Quizá por aquí faltaría repasar conceptos básicos sobre filosofía del Derecho natural, además de poner en contexto y relación toda la obra de Mariana. De otra manera, se caen en yerros tan habituales en los que caen los liberales, cogiendo la parte por el todo, y adulterando nuestra sana doctrina tradicional hispánica.

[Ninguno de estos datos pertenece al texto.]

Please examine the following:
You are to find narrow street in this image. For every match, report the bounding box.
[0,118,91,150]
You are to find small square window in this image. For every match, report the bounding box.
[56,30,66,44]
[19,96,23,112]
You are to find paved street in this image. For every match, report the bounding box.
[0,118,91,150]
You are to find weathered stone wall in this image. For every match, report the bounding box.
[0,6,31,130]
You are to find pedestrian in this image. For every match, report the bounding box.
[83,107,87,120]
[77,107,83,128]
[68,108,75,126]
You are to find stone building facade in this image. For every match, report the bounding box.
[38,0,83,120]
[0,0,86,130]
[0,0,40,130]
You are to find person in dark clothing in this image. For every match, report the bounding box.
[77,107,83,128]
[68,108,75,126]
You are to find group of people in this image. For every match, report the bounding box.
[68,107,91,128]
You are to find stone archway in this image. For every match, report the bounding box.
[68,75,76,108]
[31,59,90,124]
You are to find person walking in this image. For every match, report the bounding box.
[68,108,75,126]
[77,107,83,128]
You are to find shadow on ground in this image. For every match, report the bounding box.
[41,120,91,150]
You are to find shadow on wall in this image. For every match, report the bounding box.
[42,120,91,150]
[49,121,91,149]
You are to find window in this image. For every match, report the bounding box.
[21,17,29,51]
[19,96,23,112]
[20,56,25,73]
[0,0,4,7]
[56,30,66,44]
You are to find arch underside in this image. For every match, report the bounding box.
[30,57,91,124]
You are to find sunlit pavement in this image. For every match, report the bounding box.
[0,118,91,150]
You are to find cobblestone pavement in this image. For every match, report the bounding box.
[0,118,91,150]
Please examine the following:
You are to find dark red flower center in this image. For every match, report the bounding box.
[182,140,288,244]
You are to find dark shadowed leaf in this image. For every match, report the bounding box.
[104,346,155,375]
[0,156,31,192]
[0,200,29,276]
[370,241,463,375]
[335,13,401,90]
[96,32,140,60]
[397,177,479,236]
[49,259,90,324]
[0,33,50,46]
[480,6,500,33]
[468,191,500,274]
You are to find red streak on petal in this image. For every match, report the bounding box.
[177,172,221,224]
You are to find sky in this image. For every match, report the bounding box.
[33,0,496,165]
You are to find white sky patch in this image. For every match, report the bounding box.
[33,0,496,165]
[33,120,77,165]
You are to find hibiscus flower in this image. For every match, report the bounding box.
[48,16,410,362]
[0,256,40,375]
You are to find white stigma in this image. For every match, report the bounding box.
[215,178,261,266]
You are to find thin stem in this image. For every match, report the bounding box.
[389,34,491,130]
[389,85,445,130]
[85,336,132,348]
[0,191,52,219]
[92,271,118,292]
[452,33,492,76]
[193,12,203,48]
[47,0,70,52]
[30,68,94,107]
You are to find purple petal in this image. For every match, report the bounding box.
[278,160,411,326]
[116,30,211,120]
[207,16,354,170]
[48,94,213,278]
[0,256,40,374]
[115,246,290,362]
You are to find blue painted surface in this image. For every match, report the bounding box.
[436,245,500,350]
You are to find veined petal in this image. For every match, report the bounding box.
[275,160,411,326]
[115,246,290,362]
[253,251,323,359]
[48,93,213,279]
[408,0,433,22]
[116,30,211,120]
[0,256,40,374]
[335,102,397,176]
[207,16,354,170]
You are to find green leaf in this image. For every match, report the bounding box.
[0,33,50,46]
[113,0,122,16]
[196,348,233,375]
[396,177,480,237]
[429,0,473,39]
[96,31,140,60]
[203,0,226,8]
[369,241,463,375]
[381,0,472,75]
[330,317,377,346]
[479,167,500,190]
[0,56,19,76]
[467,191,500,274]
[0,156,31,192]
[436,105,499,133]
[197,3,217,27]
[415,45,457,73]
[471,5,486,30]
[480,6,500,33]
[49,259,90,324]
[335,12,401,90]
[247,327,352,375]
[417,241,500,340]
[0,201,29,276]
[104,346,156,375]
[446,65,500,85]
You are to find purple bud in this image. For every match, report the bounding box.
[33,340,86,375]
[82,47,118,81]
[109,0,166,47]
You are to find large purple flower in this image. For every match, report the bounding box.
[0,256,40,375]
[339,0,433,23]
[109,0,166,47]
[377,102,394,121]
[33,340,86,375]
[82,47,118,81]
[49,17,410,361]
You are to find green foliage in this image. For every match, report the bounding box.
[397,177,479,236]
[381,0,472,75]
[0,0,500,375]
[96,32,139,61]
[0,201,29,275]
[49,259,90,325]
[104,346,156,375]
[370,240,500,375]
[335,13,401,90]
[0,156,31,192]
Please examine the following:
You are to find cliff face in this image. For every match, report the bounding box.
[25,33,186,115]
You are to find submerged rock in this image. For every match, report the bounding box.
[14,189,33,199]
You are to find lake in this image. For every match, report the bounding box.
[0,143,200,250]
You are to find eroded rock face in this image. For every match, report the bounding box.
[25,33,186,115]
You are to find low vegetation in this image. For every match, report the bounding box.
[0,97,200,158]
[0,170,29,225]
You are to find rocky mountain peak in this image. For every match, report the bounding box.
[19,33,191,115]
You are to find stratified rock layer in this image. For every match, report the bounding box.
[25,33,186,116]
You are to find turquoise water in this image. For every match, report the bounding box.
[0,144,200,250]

Que ni es absolutista, ni es liberal.
16/05/20 3:02 PM
  
Javier de Miguel
Este debate sobre el consentimiento popular respecto de la moneda, no puede evitar traer a colación un yerro muy propio del pensamiento moderno y ampliamente difundido: que la elección del gobernante no es una traslación de los derechos del poder del pueblo hacia el príncipe, sino una simple designación de la persona que ha de ejercer la autoridad en la comunidad polìtica.
El gobernante debe el fundamento de su cargo a Dios, no a los gobernados. El pueblo no es un soberano que delega. Luego el gobernante no está indefectiblemente sujeto a la voluntad de los gobernados, sino a la consecución del bien común vinculado a la naturaleza.